Increasing Voter Participation
America’s democracy is dysfunctional, and our broken primary election systems are to blame. Across every level of government and nearly every U.S. state, primary rules punish small parties and independents, depress voter turnout, and enhance the prospects of candidates who are unqualified.
In 2016, about 14.4% and 14.8% of voting-eligible Americans, respectively, participated in the decisions to nominate Hillary Clinton and Donald Trump, the two most unpopular presidential finalists in modern U.S. history. Presidential primary turnout is extremely low, and turnout for other primary elections is often worse, giving a relatively small share of voters disproportionate influence over our democracy.
With the 2020 Iowa caucus less than a week away, The New Center is releasing a three-part series on primary reform in which we propose counterintuitive solutions to America’s most vexing primary problems, including its struggles with representation and turnout. Today, we address them with our third paper in this series, Increasing Voter Participation, which describes outdated election rules that should’ve been reformed decades ago. Redressing them would remove ballot access roadblocks and improve voter turnout.
Significant reforms would include:
- Re-ordering the presidential primaries. While the RNC and DNC have entertained a number of creative voting plans meant to better represent the nation, all have involved preserving Iowa and New Hampshires’ coveted frontline positions. The RNC and the DNC should nix this tradition and implement a true rotating regional primary, lumping all states into four categories: East, Midwest, South, and West. States within each region would vote at the same time, creating a presidential primaries calendar with only four major dates. Voting order would change with every election.
- Establishing a national congressional primary day. To boost low turnout in congressional primaries, states should collaborate to establish a national primary day. If this day is consistent across geography and time, like the date for the election for president, voters might be more likely to remember it and turn out.
- Killing the caucuses. Today, only six states (Iowa, Nevada, Kansas, North Dakota, Wyoming, and Maine) still have caucuses, which states have slowly been exchanging for popular primaries over time. While primaries involve showing up, waiting in line, and casting a quick, private vote, caucuses involve hours of debate, can be held in a location other than the voter’s precinct, and can force participants to disclose their votes. Although caucuses are dying, they should go more quickly; caucus states trying to buck the trend should give in, replacing these events with more accessible contests.

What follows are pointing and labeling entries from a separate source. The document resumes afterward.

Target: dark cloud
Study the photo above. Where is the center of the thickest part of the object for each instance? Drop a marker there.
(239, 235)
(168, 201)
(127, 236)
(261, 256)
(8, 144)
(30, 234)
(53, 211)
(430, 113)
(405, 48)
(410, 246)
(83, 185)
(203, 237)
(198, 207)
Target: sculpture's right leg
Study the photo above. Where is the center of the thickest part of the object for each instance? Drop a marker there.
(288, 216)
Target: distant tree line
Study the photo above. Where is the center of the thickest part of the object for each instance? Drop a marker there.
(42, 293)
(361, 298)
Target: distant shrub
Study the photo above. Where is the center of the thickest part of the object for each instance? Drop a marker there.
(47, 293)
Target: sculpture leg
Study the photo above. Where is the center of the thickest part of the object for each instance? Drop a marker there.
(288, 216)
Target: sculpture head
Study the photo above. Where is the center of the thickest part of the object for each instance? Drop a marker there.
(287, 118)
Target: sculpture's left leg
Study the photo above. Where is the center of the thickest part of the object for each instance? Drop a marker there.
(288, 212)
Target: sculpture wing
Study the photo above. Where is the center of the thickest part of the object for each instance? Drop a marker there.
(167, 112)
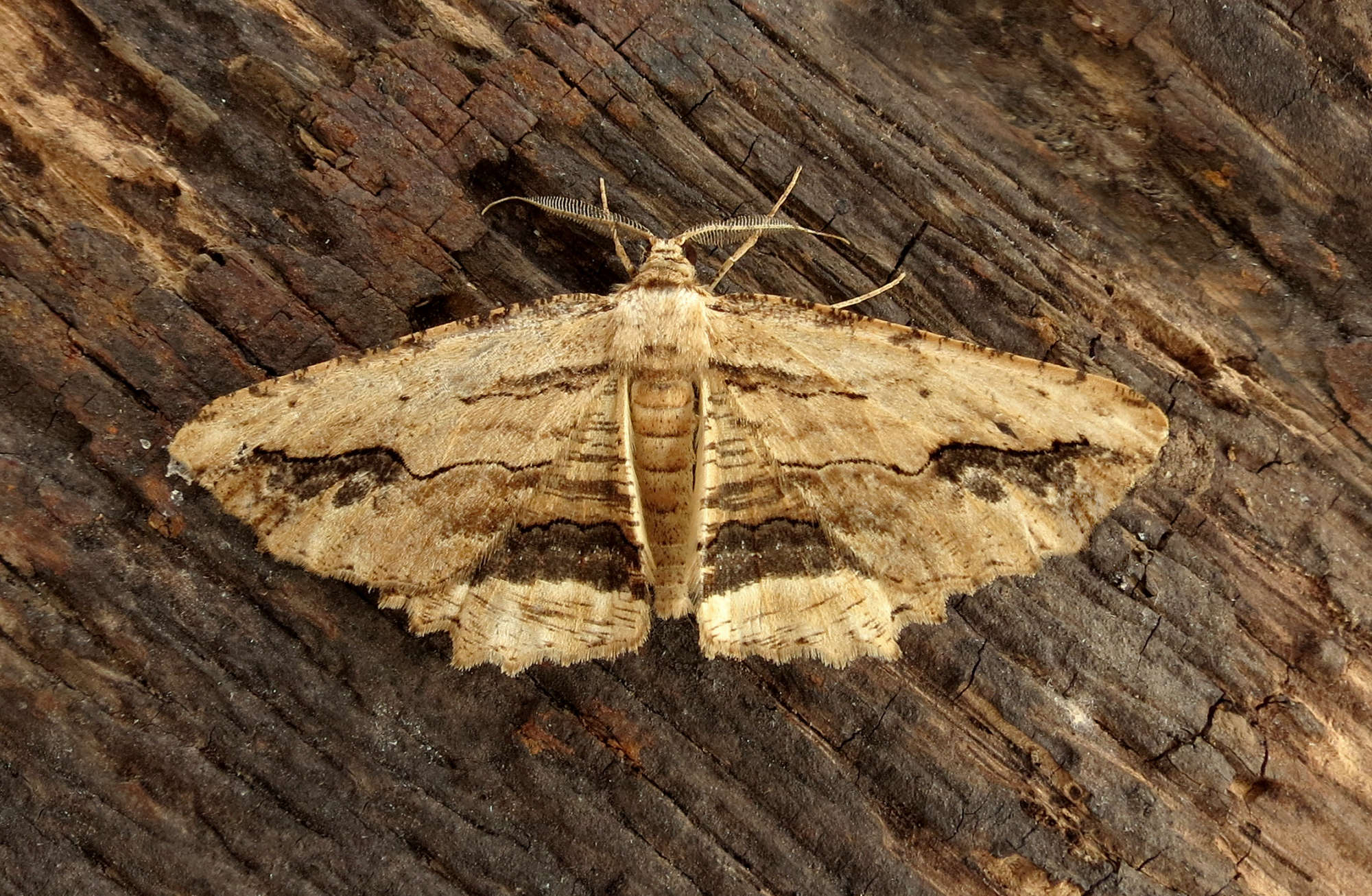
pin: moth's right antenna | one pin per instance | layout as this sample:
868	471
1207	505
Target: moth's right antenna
753	241
584	213
614	233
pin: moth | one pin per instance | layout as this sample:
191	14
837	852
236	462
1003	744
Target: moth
541	482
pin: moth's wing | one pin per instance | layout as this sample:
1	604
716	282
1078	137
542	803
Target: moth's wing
776	581
930	466
566	580
414	469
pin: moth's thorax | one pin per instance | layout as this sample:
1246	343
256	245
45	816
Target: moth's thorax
662	329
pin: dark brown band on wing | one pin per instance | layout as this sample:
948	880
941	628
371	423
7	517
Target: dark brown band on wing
362	471
598	555
742	554
984	471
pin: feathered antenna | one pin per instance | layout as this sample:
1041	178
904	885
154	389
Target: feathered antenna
587	215
754	226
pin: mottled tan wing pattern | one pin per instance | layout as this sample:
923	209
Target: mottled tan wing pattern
776	582
477	474
924	467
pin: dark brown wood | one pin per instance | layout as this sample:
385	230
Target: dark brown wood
198	196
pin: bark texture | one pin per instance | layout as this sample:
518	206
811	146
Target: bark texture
202	194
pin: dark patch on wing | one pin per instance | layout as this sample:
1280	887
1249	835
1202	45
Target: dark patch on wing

- Creating a National Bipartisan Voter Registration Board. The U.S. Census Bureau estimated that 21.4% of eligible U.S. voters weren’t registered in 2014. While a number of different organizations work to register voters, and while community-based voter access drives bloom during competitive races, state legislatures tend to construct roadblocks that hinder them. Squabbles between Democrats and Republicans over voter registration often ensue because each side assumes the other will only seek to register areas friendly to their own party. The parties could fix this by establishing a cooperative National Bipartisan Voter Registration Board, in which both Democrat and Republican leadership work cooperatively to register Americans in both liberal- and conservative-leaning areas in a bipartisan way.

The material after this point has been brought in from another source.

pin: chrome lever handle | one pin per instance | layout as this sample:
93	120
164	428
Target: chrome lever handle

- Tearing down ballot access red tape. States should allow voters to vote early, register, vote on the same day, and vote absentee with no questions asked. Several states have already implemented absentee-voting with no excuses required, including deep red states such as Georgia, Wyoming, Arizona, and Idaho. To verify that absentee ballots come from the right person, election officials conduct comparisons of the voter’s signature in the state’s database and their signature on the ballot. In order to enhance turnout, states could also revise their policies to make it easier for voters to obtain identification providing proof of residence. As for voter-leave laws, the federal government could offer a tax break to non-participating states that enact them.